While trolling the 'net today I stumbled onto an interesting article on Pez news about Chris Hoy.  Interesting to see the gear choices in particular.  Chris says he's running 52x14, or 100.3 gear inches, for pretty-much all his racing.  Compare that to the gears Gary Neiwand rode at Sydney in 2000 (92") back in the Charlie Walsh days.  Looking at pictures of Hoy, he has the leg muscle to push that sort of a big gear and be able to accelerate it.  Probably not as snappy as Neiwand on 92", but his top speed is less limited by cadence, and more by sheer horsepower, and if you watch how Hoy races, he's got a very long sprint (he's been the kilo world champ after all) and he rides away from the front of keirins.  Strong ...

Roady sprinters often sprint in 53x12 (119") or bigger, but they don't have to start from slow speeds to do it, so don't have to worry about the huge amount of torque required to get such large gears up to speed, they have leadout trains and they generally have spindly legs by comparison to track sprinters.  If you put Sean Eadie next to Robbie McEwen, for example, the difference is ... significant.  One of the riders who contested the sprint at the Australian titles a year or so ago peaked at a feeble 1350 or so watts, and that was a top 3 position at the nationals out at Buninyong.
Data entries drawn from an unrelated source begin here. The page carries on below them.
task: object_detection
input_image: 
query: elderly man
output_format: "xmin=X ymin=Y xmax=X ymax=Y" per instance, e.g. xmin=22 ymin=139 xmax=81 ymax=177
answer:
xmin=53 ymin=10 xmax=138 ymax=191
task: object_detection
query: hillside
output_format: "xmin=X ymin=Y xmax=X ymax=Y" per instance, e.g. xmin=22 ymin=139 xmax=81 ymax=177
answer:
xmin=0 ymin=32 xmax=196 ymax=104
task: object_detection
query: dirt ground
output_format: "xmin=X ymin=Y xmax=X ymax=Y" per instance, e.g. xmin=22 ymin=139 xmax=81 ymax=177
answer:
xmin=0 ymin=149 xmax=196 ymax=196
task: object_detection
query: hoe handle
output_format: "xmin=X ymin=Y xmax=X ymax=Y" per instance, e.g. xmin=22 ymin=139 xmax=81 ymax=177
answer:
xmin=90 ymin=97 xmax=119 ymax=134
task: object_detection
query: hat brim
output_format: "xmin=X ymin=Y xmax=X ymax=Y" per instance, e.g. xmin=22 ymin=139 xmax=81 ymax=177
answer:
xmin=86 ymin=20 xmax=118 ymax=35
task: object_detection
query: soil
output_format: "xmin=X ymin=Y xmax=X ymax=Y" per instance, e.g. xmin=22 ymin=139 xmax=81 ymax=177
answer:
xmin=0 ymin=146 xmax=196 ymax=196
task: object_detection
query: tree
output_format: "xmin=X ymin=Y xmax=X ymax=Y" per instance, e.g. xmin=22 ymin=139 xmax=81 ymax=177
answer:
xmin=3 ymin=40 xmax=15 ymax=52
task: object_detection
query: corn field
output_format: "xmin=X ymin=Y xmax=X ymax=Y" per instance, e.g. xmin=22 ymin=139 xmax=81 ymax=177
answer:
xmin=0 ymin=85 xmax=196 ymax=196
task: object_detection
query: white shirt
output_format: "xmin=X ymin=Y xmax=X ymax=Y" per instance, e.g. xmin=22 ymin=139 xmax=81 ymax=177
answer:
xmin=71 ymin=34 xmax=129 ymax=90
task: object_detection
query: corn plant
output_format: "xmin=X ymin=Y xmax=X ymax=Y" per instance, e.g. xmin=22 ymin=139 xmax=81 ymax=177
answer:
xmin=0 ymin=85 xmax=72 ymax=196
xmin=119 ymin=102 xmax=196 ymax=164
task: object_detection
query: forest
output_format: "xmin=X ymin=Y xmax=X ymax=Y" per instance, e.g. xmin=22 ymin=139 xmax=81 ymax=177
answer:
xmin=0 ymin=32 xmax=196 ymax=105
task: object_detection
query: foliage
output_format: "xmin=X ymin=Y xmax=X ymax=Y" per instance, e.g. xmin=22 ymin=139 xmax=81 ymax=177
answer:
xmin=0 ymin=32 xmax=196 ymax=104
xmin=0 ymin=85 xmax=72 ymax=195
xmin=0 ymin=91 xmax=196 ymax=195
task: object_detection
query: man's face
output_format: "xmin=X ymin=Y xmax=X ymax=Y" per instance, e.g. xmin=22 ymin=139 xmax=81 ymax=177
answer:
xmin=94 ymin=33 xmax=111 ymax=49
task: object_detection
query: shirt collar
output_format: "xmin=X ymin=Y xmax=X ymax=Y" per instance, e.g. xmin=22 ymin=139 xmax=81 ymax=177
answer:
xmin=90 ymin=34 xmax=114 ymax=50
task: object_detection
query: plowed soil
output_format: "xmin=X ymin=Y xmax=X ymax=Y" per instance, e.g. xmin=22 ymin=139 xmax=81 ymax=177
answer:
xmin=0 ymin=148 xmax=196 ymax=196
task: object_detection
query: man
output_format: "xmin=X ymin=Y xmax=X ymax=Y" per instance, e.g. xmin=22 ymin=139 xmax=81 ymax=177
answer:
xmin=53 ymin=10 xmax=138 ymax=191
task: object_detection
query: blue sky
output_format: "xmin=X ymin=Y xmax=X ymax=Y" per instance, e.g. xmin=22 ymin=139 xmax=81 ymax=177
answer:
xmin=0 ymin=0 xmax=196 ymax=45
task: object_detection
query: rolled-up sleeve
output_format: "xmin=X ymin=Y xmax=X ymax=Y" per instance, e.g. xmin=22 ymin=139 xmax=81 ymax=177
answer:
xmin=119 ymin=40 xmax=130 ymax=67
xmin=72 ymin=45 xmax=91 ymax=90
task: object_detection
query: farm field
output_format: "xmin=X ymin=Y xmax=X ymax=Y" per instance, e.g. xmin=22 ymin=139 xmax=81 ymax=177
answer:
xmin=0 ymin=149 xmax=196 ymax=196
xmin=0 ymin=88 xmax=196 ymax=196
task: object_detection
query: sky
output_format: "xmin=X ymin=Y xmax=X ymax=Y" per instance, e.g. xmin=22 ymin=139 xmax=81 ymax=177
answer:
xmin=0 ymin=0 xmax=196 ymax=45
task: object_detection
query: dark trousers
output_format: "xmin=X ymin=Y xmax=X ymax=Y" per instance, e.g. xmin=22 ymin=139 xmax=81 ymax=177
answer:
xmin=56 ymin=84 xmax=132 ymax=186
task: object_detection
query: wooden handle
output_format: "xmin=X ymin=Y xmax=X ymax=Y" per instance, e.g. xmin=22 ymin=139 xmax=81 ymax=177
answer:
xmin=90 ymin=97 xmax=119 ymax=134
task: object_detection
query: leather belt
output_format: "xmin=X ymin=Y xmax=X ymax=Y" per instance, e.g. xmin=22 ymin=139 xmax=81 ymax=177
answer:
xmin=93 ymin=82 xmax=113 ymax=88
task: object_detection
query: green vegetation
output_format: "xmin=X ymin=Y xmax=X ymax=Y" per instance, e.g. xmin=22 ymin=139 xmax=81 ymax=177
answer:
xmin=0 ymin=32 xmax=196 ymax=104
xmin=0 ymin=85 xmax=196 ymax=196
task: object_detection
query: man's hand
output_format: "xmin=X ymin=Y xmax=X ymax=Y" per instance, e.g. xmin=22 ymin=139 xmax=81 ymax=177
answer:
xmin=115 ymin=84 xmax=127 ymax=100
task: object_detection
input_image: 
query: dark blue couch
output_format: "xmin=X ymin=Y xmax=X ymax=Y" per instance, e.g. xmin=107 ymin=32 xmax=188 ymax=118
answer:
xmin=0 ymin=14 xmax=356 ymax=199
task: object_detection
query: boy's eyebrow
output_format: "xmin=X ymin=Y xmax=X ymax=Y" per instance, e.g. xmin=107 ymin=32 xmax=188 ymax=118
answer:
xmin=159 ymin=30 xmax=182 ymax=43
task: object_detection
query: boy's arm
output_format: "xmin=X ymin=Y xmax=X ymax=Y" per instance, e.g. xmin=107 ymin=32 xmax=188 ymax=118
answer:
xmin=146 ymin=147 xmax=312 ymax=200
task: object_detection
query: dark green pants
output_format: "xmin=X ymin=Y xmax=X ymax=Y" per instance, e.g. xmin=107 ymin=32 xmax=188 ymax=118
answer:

I wonder if bigger gears for track sprinters favour those of us who are a bit older, it's generally accepted that as we get older our peak power drops due to less nerve innervation into muscles, but strength doesn't drop so much, perhaps this means that the older we are the more we gain from using bigger gears, thus relying on torque moreso than high-rpm power?  My experience recently suggests that I'm faster on bigger gears, my F200 on 98" was significantly faster than when I rode it on 91.8".  Then again, some riders are great at spinning like the clappers and they're well into their 40's.  The 'ideal range' for RPM vs power seems to be around 120-130 rpm for most of the riders I've tested on the Powertap.  Once you get above that power drops off reasonably quickly.  Picking the gear that lets you use your peak power is going to help.